The only books that are assured of being in my house are my books that I’ve produced. Boxes of the rest are in storage, including the rarer ones that are first-edition science fiction classics. Clothes get season allowances. While I’ve reduced most things to a much smaller inventory, I’ve made shelves and such for the kitchen, because I like to cook and eat, and the office, which is really my one main seat and the site for every meal and almost everything else. Art is sneaking back in, a piece at a time. Most tools and things that can live outside will wait until I get a shed built.
Weirdly, there are great debates about whether people are being allowed to self-actualize, and active resistance to basic physiological needs. Housing, sanitation, food, health somehow have managed to gain powerful opponents. Drive into a big city and see how hard it can be to access those things – unless you are rich enough to rent a room, pay for a meal, and have access to a doctor.
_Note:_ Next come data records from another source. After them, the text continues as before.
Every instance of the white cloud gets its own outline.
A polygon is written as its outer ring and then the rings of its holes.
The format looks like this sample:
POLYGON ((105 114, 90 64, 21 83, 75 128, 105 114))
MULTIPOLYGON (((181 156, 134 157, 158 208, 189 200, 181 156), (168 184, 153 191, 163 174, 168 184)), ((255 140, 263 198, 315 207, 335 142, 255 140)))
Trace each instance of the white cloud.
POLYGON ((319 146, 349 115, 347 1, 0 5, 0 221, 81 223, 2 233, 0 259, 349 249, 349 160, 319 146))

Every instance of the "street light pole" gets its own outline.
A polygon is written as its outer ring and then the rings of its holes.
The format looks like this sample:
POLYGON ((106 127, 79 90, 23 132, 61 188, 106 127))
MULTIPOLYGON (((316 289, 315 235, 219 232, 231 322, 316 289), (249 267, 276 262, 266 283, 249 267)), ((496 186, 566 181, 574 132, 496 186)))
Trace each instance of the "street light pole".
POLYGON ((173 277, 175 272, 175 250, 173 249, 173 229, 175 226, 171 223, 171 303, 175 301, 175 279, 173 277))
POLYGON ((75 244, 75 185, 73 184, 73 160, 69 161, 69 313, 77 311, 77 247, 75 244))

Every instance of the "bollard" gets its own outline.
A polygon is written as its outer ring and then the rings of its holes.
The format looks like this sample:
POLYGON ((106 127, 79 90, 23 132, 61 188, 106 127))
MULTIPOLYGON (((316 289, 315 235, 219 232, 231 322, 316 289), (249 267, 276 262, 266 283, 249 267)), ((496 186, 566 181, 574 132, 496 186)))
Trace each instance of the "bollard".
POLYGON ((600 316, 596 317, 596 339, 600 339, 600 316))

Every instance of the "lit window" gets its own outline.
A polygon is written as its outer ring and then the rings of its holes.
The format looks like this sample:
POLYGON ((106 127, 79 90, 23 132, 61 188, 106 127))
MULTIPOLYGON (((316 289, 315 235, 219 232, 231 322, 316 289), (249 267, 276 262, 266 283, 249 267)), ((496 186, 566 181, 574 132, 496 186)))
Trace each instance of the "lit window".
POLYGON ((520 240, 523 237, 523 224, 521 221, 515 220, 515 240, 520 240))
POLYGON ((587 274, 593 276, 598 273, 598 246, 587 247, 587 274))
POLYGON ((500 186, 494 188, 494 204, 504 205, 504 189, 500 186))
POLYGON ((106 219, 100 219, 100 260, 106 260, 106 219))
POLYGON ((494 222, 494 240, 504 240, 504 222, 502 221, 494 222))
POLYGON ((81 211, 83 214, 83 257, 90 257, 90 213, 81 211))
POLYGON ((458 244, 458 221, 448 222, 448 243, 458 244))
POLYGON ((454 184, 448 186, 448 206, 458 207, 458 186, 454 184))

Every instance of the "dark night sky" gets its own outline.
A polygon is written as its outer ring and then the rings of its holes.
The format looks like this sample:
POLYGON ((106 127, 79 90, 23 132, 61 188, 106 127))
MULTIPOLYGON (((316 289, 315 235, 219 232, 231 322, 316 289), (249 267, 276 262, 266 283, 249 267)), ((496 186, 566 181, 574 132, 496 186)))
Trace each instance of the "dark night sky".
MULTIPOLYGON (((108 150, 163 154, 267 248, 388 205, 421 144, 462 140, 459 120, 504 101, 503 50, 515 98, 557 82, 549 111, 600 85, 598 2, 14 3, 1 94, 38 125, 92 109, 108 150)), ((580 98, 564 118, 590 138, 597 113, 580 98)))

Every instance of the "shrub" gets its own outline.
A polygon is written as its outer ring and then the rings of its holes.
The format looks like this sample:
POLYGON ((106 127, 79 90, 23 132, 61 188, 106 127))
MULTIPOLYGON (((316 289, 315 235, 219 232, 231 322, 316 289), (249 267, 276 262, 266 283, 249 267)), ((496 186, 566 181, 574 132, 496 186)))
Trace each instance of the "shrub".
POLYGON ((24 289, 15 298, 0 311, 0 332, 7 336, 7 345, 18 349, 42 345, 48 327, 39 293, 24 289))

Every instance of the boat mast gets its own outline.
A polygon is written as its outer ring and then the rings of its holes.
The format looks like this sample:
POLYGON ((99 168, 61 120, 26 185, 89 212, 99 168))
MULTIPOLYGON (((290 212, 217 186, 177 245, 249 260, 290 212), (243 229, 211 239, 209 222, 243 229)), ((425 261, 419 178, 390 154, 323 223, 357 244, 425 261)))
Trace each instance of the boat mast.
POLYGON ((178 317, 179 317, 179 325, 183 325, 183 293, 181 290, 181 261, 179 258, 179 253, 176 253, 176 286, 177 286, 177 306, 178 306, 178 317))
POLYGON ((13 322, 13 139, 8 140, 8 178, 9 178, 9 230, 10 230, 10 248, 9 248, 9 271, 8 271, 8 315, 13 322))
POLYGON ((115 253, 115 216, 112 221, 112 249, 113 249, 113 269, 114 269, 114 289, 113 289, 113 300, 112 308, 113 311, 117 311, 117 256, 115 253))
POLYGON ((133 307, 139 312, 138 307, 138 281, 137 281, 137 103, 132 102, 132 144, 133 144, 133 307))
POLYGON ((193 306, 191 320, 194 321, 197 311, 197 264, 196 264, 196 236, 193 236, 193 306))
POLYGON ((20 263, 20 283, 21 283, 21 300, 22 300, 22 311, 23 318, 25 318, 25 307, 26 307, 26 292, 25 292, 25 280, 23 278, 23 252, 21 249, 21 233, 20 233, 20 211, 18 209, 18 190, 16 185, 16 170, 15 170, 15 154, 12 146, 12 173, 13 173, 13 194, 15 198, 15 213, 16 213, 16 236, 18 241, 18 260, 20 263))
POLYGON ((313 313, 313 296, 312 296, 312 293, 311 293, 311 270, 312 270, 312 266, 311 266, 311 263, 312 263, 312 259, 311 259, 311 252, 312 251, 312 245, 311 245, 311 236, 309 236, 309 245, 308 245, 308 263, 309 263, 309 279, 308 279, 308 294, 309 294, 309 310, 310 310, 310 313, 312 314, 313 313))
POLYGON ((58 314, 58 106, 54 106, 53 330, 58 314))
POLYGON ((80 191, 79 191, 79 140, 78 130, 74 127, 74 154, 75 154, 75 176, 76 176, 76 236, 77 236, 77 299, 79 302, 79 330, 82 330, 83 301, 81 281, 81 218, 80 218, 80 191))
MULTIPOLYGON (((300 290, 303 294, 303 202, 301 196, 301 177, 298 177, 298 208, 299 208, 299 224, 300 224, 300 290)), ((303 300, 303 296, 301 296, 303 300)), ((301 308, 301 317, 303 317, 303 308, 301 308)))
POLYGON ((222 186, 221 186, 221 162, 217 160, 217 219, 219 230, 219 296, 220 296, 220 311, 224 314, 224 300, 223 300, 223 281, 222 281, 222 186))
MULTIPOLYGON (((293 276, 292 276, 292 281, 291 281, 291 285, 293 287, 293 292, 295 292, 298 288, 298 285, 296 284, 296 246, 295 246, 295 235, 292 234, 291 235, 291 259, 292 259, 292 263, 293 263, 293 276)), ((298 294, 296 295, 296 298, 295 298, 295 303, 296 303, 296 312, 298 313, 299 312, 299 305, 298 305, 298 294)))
One of the ways owning a house is healthy is that many of the true basics are covered and provided, or at least enabled.
As I mentioned over on my tiny house blog, I mentioned my gig, Island Roots Housing, and another non-profit in my new county, Jefferson’s Housing Solutions Network (I hope I got their name right.) Both are working at providing real solutions for real people, practicality and pragmatism over academic arguments. And yet, I’ve witnessed that the people with the need are too busy working to engage in the public debate while their opponents might have the time and resources to speak at meetings, in public, in the press, and in the courts. Finding housing for a dozen or so households can mean engaging in conversations amongst hundreds or thousands across the ideological spectrum. I’m much more impressed now with those who have more than enough who recognize the humanity of those with not enough.
I’m glad I have a house. I’m disappointed at how many don’t even have a place to rent, not even a room. And frequently, those are the people we applauded as essential workers.
Hmm. Didn’t expect this blog post to take this turn, but as a friend and I said earlier today,
“If I Had More Time I Could Have Made It Shorter” – Mark Twain? or #IIHMTICHMIS – modern literary progress
Two weeks into this move, I’ve learned several things, but I won’t bore you with the list; but here are a few examples. I finally found the rest of the towels, but one set works well enough if washed enough. Knowing that all of my USB drive and SD cards are in this one particular box, but I can’t remember which box the box is in. (And I just found it, sitting within two feet of where I was when I realized I needed it – hours ago.) Nice soaps aren’t as important as hot water. An empty fridge is an opportunity to restock it. The same for the pantry. Curtains and blinds will be nice, but in the meantime, a few pieces of art hung in the window helps privacy both ways. (Fortunately, the art is purposely translucent, so it can be window art.) And I’ll just have to apologize to the car and the bicycle for having to sit in the rain – and I may have just found a way to get the bike into covered storage.
A tiny house is not the magic. Money changes things, but it doesn’t have to. Intentional living taken to the level of individual items makes it possible to see what really matters. Or, you can go on a long road (or ferry) trip without rest stops and experience what really matters to you.